After that I indulge myself in afternoon activities such as Bible Study, emails, music, and tidying up. Around 2 I leave to pick up Eddie so that I can get there early enough to be one of the first parent pick-ups. He has separation anxiety and abandonment issues that need to be worked through, so I don’t want him to panic and be one of the first to get into his car. We then head home and he has a little something to eat because he still is nervous at school and hardly eats his lunch or the snack I pack. That will change, I’m sure once he is fully comfortable. He is just like me in that sense. We then play until dinner time or go for a walk and play his new found love of Pokemon Go that I put back on my phone because my certain someone reminded me it was a thing. That and Eddie is super into Pokemon at the moment. His backpack is Pikachu and has little pins of others all over it. I just love it. We have been bonding a whole bunch and it makes me feel like our relationship is becoming stronger, which is what we both need after the fact.
After dinner he watches some cartoons and then it’s time for a bath, make his lunch, pick out his outfit for the next day, and bedtime stories. Once he is cozy and snuggled in, he gets his goodnight kiss and then it’s time for this Mama to unwind with a tall bottle of water and whatever I want to sooth my mind with. Tonight, it’s this, and it makes me so happy to want to write again. I slip from time to time and it pains me when I lose the passion and want to do something that normally makes me feel happy and relief.
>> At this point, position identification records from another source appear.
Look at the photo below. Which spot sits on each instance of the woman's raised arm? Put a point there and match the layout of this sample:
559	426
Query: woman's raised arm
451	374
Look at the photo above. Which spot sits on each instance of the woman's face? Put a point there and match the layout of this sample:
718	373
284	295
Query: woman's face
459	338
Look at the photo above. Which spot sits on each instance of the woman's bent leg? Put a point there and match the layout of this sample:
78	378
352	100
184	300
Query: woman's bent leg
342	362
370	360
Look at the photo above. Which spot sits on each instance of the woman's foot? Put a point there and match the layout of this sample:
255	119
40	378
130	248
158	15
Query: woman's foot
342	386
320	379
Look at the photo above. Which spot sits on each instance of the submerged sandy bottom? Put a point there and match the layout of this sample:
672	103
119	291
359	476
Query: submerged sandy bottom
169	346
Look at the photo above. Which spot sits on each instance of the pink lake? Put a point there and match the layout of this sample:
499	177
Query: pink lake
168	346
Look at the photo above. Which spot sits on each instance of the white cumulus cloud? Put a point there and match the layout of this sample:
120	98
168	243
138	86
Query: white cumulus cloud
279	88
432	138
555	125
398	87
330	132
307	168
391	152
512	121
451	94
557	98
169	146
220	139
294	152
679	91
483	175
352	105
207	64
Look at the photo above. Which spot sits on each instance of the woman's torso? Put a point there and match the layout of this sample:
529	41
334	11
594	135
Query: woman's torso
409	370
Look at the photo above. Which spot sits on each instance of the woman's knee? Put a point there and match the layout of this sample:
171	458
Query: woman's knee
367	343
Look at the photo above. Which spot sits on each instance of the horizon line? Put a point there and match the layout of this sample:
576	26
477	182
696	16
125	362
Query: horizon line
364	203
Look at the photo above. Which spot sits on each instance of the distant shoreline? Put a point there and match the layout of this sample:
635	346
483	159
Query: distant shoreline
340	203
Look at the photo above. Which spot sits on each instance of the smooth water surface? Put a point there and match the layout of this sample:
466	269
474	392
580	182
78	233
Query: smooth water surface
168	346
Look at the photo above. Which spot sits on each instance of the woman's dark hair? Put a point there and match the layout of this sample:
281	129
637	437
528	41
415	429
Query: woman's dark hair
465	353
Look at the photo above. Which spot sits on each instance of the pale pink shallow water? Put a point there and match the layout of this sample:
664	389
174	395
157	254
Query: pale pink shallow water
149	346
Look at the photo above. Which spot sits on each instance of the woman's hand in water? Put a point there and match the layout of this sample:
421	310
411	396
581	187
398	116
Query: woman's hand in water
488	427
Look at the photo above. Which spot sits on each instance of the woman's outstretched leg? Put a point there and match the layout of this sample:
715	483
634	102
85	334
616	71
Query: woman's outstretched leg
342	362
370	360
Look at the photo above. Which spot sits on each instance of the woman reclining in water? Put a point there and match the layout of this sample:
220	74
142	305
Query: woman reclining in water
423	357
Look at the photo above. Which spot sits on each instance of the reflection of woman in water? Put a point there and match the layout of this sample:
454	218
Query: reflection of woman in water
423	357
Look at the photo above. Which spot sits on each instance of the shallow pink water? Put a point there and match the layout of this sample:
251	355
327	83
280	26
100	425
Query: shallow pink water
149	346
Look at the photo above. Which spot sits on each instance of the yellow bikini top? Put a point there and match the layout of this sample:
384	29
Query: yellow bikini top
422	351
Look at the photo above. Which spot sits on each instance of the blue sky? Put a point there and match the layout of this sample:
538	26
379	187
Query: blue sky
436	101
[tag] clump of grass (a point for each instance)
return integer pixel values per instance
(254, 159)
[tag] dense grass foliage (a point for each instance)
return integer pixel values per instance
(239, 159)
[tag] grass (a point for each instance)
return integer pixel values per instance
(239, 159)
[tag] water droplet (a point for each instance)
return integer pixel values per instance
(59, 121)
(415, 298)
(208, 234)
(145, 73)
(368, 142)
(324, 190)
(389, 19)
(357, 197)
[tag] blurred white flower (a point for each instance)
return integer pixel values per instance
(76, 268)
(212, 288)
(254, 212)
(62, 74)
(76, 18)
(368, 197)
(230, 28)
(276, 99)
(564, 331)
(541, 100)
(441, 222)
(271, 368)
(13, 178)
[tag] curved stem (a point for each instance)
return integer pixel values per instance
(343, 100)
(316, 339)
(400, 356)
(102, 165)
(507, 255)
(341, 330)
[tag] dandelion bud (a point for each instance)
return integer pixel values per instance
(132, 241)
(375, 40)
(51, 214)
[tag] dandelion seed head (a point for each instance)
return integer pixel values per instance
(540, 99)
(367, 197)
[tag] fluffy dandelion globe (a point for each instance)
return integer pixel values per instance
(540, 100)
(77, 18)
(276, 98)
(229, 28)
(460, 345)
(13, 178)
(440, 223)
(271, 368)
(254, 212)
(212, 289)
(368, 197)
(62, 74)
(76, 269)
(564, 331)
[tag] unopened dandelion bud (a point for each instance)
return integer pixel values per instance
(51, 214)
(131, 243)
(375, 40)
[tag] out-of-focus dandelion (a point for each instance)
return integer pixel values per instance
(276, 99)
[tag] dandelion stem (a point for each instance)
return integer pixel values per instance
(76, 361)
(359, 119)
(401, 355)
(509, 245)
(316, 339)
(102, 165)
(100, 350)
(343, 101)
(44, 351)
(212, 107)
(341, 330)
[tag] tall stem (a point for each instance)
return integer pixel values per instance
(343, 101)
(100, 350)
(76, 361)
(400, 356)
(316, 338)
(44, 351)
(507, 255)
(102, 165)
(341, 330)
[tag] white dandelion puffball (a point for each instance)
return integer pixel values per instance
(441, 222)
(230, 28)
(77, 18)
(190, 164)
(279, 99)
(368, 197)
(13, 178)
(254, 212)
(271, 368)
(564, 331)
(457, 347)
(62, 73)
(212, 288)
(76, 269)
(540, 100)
So, here’s hoping I can keep this up and continue to get on here a couple times a week and just let it all out. Lord knows, I am going through a lot right now. I know I must let him fight for me and be still, staying content in my situation. He’s got this.
I’m exhausted and my eyes feel heavy, only problem is when my head hits the pillow, I can’t fall asleep. So normally it takes anywhere from a half hour to two hours to fall asleep and then if I wake up at anytime during the night, it’s hard to fall back asleep. If I do, it’s a miracle. I just lay there and rest and pray or think. I’ve been finding it easier to talk to God or have little conversations with whoever is around in my head at the time. It’s always pleasant because they know that night time is the hardest for me right now. I can easily slip back into that room and think I’m back in the hell house. It’s scary and my heart pounds and I have to remind myself I’m at my new house in my room and I’m safe. It’s sad how hurt I am from all of this and I feel fragile all over again.
I’m trying to make the best of the situation and remember that I am so loved and cared for. God isn’t done with me yet and I’m not done either.